There are several reasons why teacher-led trials hold so much promise. Crucially, classrooms present much more effective settings than laboratories to inform effective pedagogy: classroom-based, teacher-led trials are likely to yield results and scenarios which are far more representative of the average learning environment than a researcher-led, lab-based equivalent. Unlike a lab, they naturally account for factors such as student behaviour management, which may be absent or altered in a lab-based trial, as well as pupil age, subject area, and the way that testing is used – all of which may affect the results of an intervention. Results from the research can be seen here (adapted from Mind, Brain and Education).
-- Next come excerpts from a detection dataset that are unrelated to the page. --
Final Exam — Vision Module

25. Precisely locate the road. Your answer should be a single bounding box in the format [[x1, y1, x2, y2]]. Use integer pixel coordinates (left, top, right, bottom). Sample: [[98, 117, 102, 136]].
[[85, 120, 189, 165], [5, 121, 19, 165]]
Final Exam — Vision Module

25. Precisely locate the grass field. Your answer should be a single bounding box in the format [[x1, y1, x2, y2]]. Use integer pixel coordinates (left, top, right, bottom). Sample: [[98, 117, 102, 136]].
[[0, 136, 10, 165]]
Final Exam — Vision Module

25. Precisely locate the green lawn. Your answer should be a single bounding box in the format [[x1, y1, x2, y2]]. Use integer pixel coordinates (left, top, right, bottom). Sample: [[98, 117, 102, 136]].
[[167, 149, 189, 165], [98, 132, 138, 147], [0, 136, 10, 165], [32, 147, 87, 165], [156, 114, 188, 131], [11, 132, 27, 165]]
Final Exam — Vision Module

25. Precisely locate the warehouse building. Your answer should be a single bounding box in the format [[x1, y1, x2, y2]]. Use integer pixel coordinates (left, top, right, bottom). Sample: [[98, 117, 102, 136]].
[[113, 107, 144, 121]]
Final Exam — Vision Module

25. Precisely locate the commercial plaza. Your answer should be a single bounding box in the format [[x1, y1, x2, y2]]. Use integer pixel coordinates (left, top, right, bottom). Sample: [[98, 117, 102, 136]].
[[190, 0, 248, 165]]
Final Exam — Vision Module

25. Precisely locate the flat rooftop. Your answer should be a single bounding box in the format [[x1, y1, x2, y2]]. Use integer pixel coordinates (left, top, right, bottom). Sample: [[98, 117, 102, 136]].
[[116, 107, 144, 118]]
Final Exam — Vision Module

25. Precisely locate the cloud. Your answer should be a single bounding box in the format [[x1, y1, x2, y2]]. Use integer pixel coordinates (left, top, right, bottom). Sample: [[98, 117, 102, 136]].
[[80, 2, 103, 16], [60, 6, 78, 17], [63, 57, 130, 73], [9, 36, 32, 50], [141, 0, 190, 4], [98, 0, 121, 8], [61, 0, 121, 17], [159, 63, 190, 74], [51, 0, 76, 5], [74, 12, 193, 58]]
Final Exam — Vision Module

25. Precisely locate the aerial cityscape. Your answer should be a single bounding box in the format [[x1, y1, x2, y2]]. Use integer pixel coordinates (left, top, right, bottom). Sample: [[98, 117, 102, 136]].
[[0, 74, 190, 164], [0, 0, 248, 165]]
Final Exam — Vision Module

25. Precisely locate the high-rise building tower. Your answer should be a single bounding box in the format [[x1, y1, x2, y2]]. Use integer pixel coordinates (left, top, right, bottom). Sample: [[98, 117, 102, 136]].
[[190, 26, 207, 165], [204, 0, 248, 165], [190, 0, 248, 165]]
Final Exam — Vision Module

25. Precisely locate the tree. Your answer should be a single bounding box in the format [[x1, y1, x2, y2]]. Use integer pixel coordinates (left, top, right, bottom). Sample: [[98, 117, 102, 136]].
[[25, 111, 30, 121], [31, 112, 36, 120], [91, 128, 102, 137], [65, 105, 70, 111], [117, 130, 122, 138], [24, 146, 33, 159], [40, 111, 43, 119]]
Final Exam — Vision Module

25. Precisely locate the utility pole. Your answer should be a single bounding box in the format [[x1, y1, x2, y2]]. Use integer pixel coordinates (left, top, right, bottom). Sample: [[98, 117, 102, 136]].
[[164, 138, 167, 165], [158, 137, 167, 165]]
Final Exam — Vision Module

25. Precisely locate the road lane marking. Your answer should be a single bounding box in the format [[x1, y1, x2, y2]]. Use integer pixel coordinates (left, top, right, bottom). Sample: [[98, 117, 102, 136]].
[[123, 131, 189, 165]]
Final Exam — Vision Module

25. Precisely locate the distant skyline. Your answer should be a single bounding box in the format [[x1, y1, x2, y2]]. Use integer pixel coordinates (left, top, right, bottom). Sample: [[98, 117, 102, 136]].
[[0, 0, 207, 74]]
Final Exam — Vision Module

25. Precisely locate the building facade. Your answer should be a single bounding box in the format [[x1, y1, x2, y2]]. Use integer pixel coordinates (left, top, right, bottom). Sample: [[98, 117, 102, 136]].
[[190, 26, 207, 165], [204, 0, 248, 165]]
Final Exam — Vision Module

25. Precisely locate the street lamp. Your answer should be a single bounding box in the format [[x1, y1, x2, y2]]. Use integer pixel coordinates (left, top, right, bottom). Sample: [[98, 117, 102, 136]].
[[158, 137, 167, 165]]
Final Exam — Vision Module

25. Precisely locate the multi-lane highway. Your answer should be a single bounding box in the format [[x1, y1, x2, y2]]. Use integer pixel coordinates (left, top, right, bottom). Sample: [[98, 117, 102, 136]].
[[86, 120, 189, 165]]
Moreover, teacher-led trials provide teachers with agency and a voice in educational research, bridging what has been described as a ‘democratic deficit’ in education. Training teachers to design and conduct this type of research will enable them to be both consumers and producers of the education research which will influence their pedagogy, the training that future teachers will receive, and potentially wider education policies, while also helping individual teachers to refine their own teaching practices throughout their careers. Such agency may help to increase teacher investment in continuous professional development, which may in turn even have a positive impact on teacher engagement and retention. What we do know is that participation in such research improves teachers’ evidence-based practice.
In addition, these RCTs can, by their nature, be carried out more easily at scale – and at lower cost – than would be the case for lab experiments. They may therefore provide a good means of testing education initiatives: multiple planned teacher-led RCTs and replications, with meta-analysis, could provide large, cost-effective data samples for future studies. They also present significant potential for adaptive programming – where testing, learning and iteration are required to find effective interventions and solutions that really make a positive difference. This may be especially valuable for testing government-led initiatives prior to national rollout, as these changes can be scientifically tested to see whether they will produce the desired outcomes in real classrooms.
Teacher-led RCTs are a truly exciting prospect for future research in the education sector, and we look forward to seeing more evidence of them being used to bring in and develop the science of learning in real-world classrooms.